On the television, the attractive female reporter who was eating inside Fang’s the night before stood outside the entry gates to Dannemora Prison. She was tall, her short dirty blonde hair parted over her right eye. Pretty eyes, ample breasts, hour-glass figure. She was speaking intensely into a handheld mic about yet another day without a clue as to the whereabouts of Moss and Sweet. That at this point, the two cons could be located anywhere from Canada to Mexico, despite the hordes of law enforcement officials having joined in the hunt. Just the sight of her provided more of a wake up than the hot caffeinated beverage in my hands.
I stole a sip of my coffee.
“Damnedest thing, isn’t it?” I said, my eyes shifting from the TV to the top of D’Amico’s jarhead and back again.
“What’s the damnedest thing?” he said. His voice was high-pitched for an adult male, but not for a male who wasn’t much taller than your average racehorse jockey. I’d always assumed the state troopers had a height requirement. Or maybe he had friends in tall places.
“The escape,” I said. “You ask me, those two cons are close by.”
D’Amico was an intense man. You could almost feel the tension oozing off of him, the same way you hear the buzz of high tension wires when you passed beneath them.

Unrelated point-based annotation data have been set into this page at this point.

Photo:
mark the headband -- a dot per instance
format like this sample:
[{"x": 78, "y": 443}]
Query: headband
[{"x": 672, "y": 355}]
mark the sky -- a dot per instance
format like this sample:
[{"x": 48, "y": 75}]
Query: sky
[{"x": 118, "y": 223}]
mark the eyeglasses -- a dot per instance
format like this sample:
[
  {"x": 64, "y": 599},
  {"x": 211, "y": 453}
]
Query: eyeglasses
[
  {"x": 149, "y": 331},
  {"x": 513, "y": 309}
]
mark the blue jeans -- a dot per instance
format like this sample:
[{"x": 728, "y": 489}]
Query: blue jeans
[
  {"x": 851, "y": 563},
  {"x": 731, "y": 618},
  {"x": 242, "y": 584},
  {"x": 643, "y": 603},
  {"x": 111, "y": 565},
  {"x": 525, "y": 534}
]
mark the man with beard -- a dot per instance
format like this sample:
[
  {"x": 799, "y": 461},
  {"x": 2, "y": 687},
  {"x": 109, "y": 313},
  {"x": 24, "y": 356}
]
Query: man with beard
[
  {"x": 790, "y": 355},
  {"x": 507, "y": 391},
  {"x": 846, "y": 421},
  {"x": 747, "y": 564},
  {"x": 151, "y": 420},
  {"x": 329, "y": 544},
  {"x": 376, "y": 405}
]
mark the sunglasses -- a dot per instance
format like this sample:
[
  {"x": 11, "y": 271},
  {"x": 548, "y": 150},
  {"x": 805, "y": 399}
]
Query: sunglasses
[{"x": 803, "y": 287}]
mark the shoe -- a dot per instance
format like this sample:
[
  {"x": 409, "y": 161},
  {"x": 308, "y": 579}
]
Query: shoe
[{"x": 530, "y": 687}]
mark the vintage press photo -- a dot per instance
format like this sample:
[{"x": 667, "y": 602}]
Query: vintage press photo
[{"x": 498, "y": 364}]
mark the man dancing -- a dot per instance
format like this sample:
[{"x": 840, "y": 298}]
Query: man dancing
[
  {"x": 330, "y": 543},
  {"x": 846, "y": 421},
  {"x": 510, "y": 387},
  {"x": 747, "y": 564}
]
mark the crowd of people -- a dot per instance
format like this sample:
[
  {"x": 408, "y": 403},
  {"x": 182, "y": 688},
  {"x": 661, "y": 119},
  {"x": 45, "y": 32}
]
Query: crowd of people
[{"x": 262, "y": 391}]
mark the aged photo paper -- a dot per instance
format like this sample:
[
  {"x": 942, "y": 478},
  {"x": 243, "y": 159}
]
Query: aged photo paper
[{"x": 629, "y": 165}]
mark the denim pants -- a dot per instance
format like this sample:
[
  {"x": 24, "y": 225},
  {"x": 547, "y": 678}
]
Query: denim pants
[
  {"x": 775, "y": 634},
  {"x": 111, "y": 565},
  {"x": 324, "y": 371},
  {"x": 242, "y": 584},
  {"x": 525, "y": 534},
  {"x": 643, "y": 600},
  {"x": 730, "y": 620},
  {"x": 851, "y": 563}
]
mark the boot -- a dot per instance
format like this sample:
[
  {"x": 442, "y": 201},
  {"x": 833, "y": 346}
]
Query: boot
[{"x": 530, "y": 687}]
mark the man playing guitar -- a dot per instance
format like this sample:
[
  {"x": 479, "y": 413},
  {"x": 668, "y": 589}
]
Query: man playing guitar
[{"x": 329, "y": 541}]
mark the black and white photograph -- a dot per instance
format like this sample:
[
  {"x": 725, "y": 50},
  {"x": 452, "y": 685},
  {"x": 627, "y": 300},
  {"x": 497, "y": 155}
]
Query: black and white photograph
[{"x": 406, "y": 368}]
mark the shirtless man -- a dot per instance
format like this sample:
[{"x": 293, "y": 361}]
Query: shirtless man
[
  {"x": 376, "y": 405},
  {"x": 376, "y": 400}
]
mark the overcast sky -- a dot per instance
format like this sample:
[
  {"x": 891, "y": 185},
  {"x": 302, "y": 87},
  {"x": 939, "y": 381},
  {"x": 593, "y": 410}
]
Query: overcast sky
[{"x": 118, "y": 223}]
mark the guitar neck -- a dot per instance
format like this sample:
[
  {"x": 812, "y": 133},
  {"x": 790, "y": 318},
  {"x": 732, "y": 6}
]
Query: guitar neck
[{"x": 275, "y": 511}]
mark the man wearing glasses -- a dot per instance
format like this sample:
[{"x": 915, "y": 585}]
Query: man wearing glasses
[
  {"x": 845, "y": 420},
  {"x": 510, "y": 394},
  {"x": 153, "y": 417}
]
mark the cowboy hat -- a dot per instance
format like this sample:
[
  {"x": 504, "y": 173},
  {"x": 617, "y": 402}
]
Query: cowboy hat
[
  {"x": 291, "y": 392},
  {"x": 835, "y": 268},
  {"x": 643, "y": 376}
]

A man ready to explode at the slightest provocation. And I felt like I just pushed one of his many buttons.
He looked up at me, quick. “I know you, chief?”
I went to hold out my right hand, politely. But then quickly realized the hand was…how do they say it in France? Occupado.
“Jack Marconi,” I said. “My friends call me Keeper. I saw you from a distance at Fang’s last night.”
He nodded. “Well, Jack, what brings you to Dannemora?”
I cocked my head in the direction of the television.
“The prison break drama,” I said. “But then you knew that already, didn’t you?” Then, pursing my lips, “You think she’s married?”
He grunted and snickered. But it wasn’t a pleasant snicker.
“You a journalist?”
“Private eye,” I said. “Like Mike Hammer. Only better looking.”